The role of the null hypothesis in testing is to create a benchmark for measuring how unusual the data are. Researchers try to disprove or reject the null hypothesis in favor of the alternative hypothesis by showing that the observed data would be very unlikely if the null hypothesis were true.

Alternative Hypothesis

The alternative hypothesis (denoted \( H_A \) or \( H_1 \) ) is a statement that the researcher seeks to support, suggesting that there is a statistically significant effect, or a difference, or a relationship. This hypothesis is considered only when the null hypothesis is rejected.

Returning to the drug example, the alternative hypothesis would state that the new drug does have a significant effect on patients compared to a placebo. It's what we suspect might be true and we aim to gather evidence via our statistical test to support this suspicion.

Formulating Hypotheses

In hypothesis testing, both the null and alternative hypotheses need to be clearly defined before any data collection or testing begins. This ensures that the test is objective and the conclusions are valid.

Statistical Significance

Statistical significance is the determination of whether the results obtained in a study are unlikely to have occurred purely by chance, given that the null hypothesis is true. This concept helps researchers assess the reliability of their results.

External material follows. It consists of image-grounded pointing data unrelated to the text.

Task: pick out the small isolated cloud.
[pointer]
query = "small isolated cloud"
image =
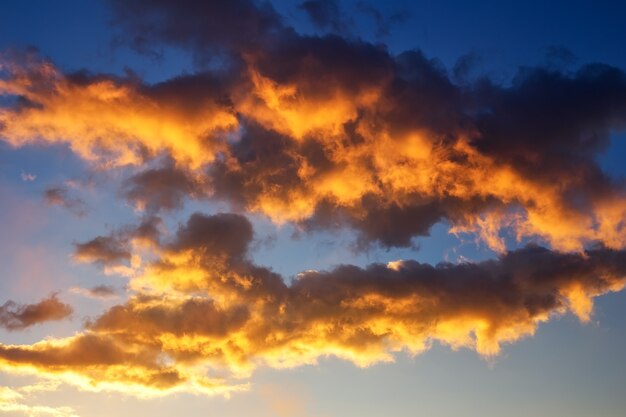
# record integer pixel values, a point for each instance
(15, 316)
(28, 177)
(15, 401)
(60, 196)
(102, 292)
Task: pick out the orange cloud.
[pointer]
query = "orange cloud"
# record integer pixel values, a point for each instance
(18, 317)
(203, 316)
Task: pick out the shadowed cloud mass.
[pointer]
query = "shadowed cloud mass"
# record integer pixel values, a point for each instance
(324, 132)
(15, 316)
(202, 316)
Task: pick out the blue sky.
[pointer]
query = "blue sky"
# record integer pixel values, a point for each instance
(567, 368)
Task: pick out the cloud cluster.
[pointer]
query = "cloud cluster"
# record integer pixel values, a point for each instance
(377, 138)
(15, 316)
(203, 315)
(324, 132)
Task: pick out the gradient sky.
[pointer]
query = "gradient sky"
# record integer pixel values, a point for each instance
(181, 183)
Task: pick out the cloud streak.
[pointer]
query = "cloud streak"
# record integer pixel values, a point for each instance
(323, 132)
(15, 316)
(203, 316)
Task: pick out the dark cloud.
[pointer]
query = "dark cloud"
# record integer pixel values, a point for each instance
(115, 248)
(383, 23)
(163, 188)
(207, 27)
(236, 316)
(60, 196)
(15, 316)
(331, 131)
(325, 14)
(99, 291)
(106, 250)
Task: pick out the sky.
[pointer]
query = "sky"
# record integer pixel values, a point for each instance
(312, 208)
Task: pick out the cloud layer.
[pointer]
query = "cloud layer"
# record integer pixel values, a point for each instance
(324, 132)
(203, 316)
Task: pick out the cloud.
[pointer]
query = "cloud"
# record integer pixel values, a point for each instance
(116, 248)
(15, 316)
(28, 177)
(105, 250)
(324, 14)
(60, 196)
(99, 291)
(203, 316)
(13, 401)
(379, 137)
(323, 132)
(162, 188)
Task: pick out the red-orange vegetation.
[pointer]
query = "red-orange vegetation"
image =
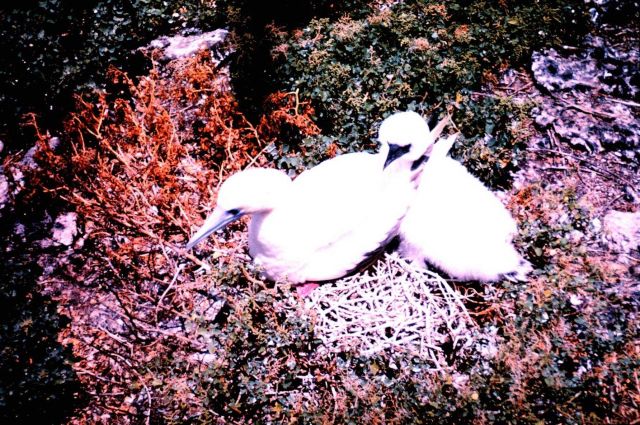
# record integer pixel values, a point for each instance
(141, 165)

Results are considered statistically significant if the p-value is below the significance level. This means the data are sufficiently strong to reject the null hypothesis and to infer that the effect observed (or the difference) is not due to random variation.

Importance of Statistical Significance

Statistical significance does not imply that the results are practically significant or that they have a large effect size—it merely indicates that the findings are not consistent with the null hypothesis. In research, establishing statistical significance is often essential before making claims or drawing conclusions based on the data.